The in vitro treatment of vascular smooth muscle cells (VSMC) with angiotensin II (Ang II) causes Janus kinase 2 (Jak2) to physically interact with the Ang II type 1 receptor (AT1–R) and this correlates with enhanced cell growth. However, the role that Jak2 plays in AT1‐R‐mediated vascular cell growth and remodeling in vivo is less clear. We hypothesized that in vivo, Jak2 plays a rate limiting role in Ang II‐mediated neointima formation following vascular injury. To test this, we utilized the Cre‐loxP system to conditionally ablate Jak2 from the VSMC of mice.
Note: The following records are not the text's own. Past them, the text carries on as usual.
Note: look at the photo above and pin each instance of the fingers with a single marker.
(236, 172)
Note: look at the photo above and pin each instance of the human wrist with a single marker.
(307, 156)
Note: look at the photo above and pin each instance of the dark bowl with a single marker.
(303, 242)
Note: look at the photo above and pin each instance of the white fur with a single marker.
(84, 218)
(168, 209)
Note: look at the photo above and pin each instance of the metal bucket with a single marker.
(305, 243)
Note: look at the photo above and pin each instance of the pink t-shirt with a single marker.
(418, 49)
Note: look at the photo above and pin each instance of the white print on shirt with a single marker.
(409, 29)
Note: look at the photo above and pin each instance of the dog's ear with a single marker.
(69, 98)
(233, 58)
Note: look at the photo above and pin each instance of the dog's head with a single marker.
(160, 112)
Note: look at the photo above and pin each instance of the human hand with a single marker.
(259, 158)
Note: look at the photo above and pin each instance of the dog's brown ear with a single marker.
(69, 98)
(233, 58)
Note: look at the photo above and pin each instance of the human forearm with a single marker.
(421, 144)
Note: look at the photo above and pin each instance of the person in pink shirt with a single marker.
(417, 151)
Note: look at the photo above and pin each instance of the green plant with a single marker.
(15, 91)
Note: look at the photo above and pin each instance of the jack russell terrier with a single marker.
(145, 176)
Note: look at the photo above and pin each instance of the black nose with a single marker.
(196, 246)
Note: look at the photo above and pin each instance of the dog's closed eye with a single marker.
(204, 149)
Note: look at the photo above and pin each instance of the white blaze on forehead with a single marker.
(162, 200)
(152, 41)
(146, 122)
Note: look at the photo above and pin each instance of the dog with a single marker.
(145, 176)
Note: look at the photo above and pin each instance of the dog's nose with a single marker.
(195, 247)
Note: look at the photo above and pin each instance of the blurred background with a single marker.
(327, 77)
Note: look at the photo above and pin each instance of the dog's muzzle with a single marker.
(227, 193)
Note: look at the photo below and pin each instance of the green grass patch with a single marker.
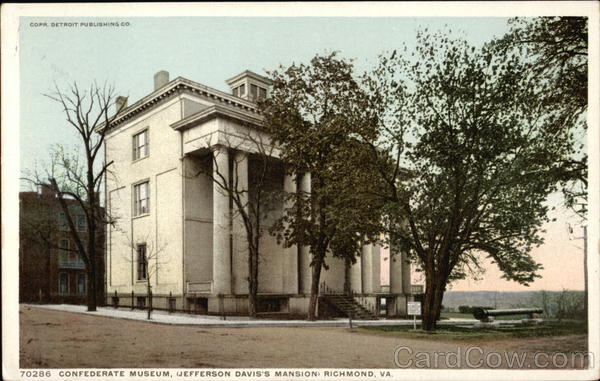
(454, 333)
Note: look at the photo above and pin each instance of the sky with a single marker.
(210, 50)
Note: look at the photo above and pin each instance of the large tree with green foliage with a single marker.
(466, 146)
(314, 118)
(557, 51)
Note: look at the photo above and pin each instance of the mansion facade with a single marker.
(175, 227)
We found that these mice were protected from Ang II‐mediated neointima formation following iron chloride‐induced vascular injury. The VSMC Jak2 null mice had a lower media/intima ratio (0.19 ± 0.04 vs. 1.28 ± 0 .27) and had reduced narrowing of the carotid artery lumen when compared to controls. In addition, the VSMC Jak2 null mice were protected from injury induced vascular fibrosis and the pathological loss of the contractile marker, smooth muscle á‐actin. Finally, the VSMC Jak2 null mice exhibited significantly less Ang II induced VSMC proliferation and migration in vitro and in vivo. Collectively, these results suggest that in vivo, Jak2 plays a central role in the causation of Ang II‐induced neointima formation following vascular injury. Support: NIH Award R01‐HL67277, AHA GIA Award #0855361E and AHA Pre‐Doctoral Fellowship #10PRE4310065.